If You Give a Mouse CPR
Most people
know I’m not a cat person, and yet, despite this we have a cat. The reason for
this is simple: Our house was being overrun by mice last winter, and
conventional methods such as traps and poisons failed to stem the tide. A cat,
therefore, seemed like the only other cost-effective option. After a brief
search through Craigslist my wife found a suitable feline candidate that was
even advertised as being a good “mouser.”
In short
order our mouse problem was no more, even though I only ever saw the cat catch
one of the furry little bastards. My guess is that our cat’s mere presence was
enough of deterrent to keep the mice at bay. Since then the cat has been splitting her time
between being an entitled indoor cat and a prey-stalking outdoor cat—something
akin to a Kardashian living a dual life as a ninja assassin.
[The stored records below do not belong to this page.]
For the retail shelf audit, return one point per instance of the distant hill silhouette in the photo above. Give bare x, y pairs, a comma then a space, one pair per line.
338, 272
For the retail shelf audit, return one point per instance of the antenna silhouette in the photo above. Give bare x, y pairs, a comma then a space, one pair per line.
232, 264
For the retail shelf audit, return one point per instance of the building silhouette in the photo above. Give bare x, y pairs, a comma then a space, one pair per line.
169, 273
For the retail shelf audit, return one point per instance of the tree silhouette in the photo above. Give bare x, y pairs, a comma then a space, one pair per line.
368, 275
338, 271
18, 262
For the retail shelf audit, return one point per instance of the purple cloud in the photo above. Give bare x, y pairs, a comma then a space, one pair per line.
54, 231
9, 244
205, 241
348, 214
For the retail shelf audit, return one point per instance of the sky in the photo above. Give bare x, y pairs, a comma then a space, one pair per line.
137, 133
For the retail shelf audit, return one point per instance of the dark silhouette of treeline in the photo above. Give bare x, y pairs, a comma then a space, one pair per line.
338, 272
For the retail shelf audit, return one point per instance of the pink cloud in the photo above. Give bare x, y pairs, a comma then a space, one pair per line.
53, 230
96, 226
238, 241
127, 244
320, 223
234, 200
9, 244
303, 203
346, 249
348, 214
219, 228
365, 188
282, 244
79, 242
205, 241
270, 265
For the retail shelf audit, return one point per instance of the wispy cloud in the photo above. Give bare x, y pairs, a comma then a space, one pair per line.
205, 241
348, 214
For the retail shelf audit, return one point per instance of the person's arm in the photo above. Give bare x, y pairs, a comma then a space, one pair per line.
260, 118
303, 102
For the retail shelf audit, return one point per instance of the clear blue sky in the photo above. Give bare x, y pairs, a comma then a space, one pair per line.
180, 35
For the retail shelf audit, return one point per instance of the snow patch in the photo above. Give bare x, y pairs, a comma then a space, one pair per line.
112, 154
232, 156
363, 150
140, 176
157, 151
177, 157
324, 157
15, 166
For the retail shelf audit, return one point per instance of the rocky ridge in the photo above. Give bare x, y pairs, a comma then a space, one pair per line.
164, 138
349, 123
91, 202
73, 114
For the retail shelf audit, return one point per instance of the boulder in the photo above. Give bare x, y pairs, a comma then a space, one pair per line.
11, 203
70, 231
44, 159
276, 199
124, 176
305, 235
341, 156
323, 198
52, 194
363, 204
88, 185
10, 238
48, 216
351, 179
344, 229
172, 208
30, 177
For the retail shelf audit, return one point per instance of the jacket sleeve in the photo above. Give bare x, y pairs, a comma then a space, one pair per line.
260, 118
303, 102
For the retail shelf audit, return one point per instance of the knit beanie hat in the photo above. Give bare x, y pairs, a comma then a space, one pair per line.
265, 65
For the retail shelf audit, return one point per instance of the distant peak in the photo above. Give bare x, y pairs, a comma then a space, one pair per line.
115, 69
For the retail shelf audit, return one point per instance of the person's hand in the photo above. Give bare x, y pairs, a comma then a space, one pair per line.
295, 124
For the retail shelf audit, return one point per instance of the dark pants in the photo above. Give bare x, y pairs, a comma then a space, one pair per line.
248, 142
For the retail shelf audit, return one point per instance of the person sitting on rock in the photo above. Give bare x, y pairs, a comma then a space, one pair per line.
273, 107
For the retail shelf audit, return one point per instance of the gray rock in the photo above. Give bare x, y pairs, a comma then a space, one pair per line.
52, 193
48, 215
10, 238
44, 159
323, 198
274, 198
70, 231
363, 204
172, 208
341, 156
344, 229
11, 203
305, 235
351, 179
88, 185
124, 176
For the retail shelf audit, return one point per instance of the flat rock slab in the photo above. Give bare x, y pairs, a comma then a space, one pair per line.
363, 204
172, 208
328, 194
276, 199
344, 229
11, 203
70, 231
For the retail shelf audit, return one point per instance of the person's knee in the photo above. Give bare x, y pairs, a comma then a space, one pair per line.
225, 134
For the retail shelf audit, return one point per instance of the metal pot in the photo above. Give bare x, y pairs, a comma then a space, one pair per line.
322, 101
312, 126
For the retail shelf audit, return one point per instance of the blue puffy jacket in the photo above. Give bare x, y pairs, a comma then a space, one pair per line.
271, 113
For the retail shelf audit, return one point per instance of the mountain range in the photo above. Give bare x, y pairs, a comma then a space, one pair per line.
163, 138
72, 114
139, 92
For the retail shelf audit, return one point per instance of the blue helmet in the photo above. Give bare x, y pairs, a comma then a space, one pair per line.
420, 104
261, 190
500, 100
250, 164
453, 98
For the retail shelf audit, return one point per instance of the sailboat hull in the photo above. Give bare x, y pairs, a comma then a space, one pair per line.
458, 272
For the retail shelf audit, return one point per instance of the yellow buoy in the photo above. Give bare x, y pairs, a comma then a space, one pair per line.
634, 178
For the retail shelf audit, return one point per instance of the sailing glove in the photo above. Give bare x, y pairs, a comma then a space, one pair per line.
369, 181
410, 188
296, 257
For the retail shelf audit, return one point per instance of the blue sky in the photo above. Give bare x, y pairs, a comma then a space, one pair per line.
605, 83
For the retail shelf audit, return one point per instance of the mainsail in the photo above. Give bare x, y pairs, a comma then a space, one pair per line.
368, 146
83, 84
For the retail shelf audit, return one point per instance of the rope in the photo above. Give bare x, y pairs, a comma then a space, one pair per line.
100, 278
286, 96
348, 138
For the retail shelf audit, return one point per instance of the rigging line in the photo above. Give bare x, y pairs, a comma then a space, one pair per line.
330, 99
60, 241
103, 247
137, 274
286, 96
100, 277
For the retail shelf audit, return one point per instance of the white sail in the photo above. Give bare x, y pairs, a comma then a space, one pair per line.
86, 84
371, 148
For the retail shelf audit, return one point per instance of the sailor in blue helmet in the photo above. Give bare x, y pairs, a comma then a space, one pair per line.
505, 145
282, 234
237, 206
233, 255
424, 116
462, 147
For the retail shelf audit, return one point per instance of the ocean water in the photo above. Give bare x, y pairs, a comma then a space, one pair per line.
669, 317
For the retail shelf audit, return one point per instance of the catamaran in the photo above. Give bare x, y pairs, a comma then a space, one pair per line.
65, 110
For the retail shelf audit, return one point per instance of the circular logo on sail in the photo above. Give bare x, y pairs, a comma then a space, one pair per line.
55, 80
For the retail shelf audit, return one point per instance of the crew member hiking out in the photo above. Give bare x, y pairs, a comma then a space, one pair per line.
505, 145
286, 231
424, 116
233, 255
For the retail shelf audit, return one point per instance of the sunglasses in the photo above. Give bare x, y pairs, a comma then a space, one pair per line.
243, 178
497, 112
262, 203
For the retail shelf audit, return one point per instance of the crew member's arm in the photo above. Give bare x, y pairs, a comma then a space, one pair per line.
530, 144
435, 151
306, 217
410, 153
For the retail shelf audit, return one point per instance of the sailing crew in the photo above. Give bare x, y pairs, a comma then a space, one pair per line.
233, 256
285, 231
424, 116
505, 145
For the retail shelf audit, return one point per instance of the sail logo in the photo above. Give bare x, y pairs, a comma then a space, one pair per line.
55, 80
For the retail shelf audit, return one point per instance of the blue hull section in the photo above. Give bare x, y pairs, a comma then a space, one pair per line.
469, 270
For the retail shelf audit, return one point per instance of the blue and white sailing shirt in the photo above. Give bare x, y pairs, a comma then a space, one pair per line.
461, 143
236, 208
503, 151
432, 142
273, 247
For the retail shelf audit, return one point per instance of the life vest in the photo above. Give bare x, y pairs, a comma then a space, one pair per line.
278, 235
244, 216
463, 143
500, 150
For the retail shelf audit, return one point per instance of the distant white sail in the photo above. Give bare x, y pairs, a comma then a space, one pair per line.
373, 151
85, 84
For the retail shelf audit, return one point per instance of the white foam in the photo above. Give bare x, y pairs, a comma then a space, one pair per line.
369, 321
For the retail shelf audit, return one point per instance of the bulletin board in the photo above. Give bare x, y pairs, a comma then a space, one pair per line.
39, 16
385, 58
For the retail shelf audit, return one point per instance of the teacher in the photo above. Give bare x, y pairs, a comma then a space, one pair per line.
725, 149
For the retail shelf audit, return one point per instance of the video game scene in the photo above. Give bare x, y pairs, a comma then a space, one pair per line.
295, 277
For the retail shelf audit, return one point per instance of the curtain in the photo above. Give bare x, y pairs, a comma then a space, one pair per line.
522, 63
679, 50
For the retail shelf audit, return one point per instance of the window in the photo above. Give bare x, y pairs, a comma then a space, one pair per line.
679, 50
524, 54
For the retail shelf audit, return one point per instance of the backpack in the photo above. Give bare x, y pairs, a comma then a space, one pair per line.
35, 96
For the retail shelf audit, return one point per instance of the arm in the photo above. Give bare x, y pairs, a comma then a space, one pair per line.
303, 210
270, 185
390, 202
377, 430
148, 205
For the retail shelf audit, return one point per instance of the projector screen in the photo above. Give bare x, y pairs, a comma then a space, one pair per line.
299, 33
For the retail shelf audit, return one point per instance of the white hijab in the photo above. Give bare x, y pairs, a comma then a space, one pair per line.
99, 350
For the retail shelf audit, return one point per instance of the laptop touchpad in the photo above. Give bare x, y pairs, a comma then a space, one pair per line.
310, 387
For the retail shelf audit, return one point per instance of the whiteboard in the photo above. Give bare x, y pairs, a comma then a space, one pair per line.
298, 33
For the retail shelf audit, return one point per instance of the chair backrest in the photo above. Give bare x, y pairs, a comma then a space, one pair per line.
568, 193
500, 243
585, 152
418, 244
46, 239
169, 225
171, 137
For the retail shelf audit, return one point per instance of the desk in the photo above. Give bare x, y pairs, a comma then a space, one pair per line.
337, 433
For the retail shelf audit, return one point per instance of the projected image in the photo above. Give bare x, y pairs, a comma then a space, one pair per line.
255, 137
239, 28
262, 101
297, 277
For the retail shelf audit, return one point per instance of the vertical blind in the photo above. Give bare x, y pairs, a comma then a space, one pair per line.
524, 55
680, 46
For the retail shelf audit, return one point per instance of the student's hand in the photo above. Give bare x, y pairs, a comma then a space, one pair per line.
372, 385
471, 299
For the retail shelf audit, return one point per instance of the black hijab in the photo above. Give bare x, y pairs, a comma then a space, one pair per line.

It’s not uncommon to open the front door and
find the limp body of a once perky chipmunk or hairless baby squirrel at least
two or three times a week.
I know the
common belief is that these little “gifts” are a cat’s way of showing they
are happy, but the reality is cats have an inherent kill pattern programmed into
their brains. That and they are very bad
at disposing of the bodies. (See this infographic.) Thus, if you suffer from
Phagofelinephobia, take heart, once the cats have had their fill your corpse will be found (of course, on whose
doorstep is anybody’s guess). I digress.